Fortunately, peer-review skills are easy to build. Ahmedien says junior researchers are likely to get a feel for the process after completing three or four reviews.

But once researchers get into the reviewer pool, another problem can arise: a deluge of requests. When Sugimoto was an assistant professor, she reviewed about one paper a month, but as her career advanced, the rate of invitations increased. “It’s not uncommon for me to get hundreds of requests per year,” says Sugimoto, now a tenured faculty member. “At a certain point, you just start saying no.”
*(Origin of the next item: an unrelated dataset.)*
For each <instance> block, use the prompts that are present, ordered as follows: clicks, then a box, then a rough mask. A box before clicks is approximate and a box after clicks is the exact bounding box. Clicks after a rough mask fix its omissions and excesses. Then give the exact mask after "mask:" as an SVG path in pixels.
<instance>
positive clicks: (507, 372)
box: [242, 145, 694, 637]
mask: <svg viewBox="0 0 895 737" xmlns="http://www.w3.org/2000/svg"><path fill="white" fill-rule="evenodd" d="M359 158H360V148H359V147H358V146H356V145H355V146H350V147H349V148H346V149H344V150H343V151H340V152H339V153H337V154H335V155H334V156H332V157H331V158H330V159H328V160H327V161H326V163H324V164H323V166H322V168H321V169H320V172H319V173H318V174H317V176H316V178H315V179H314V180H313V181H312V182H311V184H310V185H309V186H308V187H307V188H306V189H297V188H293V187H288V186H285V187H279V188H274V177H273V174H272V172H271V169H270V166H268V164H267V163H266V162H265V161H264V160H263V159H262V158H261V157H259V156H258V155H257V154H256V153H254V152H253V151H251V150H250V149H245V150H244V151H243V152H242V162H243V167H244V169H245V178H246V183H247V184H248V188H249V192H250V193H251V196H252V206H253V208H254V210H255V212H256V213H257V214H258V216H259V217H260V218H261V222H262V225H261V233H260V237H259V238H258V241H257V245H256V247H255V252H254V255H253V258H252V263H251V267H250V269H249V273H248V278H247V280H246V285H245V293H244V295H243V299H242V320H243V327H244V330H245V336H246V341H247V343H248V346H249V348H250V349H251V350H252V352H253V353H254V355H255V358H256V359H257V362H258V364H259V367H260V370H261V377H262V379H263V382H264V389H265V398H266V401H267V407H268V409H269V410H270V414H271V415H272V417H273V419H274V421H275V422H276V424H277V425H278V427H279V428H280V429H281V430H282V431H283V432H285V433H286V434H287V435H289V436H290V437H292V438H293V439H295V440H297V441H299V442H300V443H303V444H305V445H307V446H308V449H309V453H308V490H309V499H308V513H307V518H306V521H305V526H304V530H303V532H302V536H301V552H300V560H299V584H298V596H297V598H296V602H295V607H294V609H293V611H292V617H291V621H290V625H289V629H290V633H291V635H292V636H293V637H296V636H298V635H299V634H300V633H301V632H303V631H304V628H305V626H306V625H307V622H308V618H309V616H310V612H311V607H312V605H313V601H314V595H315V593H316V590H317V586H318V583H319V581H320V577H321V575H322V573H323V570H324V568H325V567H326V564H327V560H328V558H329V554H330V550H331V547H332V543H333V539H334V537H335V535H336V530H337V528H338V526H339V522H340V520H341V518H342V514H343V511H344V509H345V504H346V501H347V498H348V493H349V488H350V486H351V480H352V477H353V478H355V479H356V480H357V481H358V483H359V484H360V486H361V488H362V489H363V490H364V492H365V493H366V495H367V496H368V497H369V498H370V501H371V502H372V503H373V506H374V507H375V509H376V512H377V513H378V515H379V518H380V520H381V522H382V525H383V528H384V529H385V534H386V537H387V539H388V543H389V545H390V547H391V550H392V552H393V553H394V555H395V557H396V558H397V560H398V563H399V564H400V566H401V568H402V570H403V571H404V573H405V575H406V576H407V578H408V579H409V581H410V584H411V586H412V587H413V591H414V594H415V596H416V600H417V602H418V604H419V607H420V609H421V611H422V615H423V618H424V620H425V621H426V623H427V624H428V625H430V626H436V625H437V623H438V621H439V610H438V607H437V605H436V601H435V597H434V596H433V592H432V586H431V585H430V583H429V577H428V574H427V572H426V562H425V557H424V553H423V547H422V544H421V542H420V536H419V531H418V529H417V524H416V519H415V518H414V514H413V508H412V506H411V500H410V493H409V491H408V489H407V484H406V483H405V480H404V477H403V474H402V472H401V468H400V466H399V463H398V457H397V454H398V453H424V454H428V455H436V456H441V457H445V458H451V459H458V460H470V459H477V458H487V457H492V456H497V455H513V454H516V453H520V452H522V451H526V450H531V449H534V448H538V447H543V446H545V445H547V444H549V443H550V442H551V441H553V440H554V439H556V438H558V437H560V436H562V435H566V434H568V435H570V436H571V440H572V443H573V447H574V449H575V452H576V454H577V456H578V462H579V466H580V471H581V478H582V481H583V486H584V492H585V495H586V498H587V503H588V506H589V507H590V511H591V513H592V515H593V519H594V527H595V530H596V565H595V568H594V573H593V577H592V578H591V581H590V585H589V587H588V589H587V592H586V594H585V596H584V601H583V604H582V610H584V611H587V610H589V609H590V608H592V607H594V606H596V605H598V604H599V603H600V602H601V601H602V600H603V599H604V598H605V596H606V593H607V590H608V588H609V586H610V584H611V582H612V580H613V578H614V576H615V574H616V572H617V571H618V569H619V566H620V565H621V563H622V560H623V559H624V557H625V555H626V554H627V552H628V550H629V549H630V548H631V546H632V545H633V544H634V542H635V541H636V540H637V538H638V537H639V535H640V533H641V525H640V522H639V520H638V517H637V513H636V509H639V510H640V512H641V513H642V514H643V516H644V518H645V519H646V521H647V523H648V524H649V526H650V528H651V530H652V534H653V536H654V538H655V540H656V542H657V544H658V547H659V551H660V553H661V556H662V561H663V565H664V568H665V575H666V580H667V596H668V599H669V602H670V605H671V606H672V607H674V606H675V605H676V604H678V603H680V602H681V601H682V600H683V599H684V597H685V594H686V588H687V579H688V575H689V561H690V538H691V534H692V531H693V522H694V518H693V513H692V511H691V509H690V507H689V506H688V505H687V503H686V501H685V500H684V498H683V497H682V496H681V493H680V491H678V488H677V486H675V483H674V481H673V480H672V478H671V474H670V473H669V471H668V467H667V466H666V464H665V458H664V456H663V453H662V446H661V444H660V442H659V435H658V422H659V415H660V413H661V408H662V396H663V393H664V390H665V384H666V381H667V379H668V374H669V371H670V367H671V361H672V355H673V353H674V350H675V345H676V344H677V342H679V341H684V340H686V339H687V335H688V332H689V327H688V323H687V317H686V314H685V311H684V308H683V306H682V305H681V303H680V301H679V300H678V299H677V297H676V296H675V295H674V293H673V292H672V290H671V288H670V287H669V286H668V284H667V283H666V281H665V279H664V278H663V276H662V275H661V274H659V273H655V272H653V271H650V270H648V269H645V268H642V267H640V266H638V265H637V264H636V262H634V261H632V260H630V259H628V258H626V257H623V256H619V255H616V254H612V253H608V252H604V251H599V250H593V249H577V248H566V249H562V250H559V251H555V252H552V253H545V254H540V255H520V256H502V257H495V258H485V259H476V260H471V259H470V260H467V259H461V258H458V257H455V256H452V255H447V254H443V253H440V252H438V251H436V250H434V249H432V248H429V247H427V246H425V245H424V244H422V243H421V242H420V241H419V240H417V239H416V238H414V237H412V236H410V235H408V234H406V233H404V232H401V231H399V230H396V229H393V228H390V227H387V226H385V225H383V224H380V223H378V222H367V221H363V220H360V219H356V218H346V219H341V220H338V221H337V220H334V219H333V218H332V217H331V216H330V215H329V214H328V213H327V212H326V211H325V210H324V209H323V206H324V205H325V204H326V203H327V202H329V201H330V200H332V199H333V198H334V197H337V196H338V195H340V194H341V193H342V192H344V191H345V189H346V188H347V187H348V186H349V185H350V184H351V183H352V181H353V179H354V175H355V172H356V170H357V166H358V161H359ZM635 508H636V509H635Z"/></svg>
To avoid burnout, “researchers should try to set realistic goals of how many manuscripts they can review,” says Julia Vilstrup Mouatt, head of the Web of Science Academy, who is based in Auckland, New Zealand. As a rule of thumb, some researchers try to review three papers for every one they publish.

Hazards of reviewing

Indeed, there are times when it’s best to decline or withdraw from a review opportunity — if a researcher lacks relevant expertise, for example. Avoiding conflicts of interest is also key. Such a conflict would arise if the would-be reviewer had collaborated with or worked in the same department as any author in recent years, or if the reviewer would receive financial or other benefits from the paper or review. Researchers should also avoid reviewing papers authored by friends or family members. “My colleagues, my friends, a deep personal relationship — this is a conflict of interest,” says Ahmedien. A more casual acquaintance, however, is not.
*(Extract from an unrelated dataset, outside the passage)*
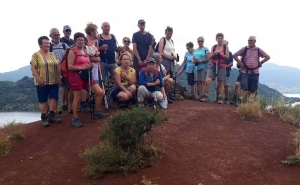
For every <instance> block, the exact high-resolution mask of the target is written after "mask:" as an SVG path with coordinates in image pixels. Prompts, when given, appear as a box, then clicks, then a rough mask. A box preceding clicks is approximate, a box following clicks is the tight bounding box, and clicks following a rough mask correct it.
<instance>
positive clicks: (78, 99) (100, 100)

Mirjalili says it’s not acceptable to contact authors during the review process, even to ask questions or clarify a point. Instead, he says, “Get in touch with the journal”. Editors will want to track queries, and direct discussions between reviewers and authors could break confidentiality and make the review unusable.

Confidentiality policies vary by journal. The advantage of confidentiality, says Rousk, is that reviewers will be less biased by any previous knowledge of that author, their demographic or geographical location.

Aiming to improve transparency, some journals might identify the authors and reviewers to each other, or even publish reviews alongside the final paper. Such ‘open review’ has been growing in popularity over the past five years, with nearly 80% of medical and scientific journals using it at least occasionally11. One advantage is that open review is expected to make referees consider the scientific issues at hand more carefully. Open reviews tend to be shorter and nicer, says Sugimoto.

Most often, says Schekman, the reviewer will know the authors’ identities, but the authors will not know the reviewers’ — although, he adds, “they usually try to guess”.

Nature reviewers are told the names of manuscript authors, and the journal acknowledges reviewers by name in the published paper with the reviewer’s consent. In February 2020, Nature also began offering authors the option to publish anonymous reviews and author responses alongside papers.

For junior reviewers, having their name linked to a review can boost visibility. But there can be downsides. A senior scientist might take criticism poorly, and in some cases could even later damage the early-career scientist’s chances of employment, promotion or publishing their own work. “That is something that worries me intensely about the move towards open peer review,” says Sugimoto.

One option is not to take on a review under such open conditions. And it’s fine to withdraw after accepting a review offer, if issues arise. Reviewers can contact the journal editor, outside of their formal review, to share any concerns about the paper or their role in the process, says McDowell. After all, he says, editors should be eager to hear about any issues: they don’t want to approve a paper that will be panned on social media or even retracted.

That quality control, after all, is the point of the peer-review enterprise. “We do it,” says Lijek, “because we want science to be better.”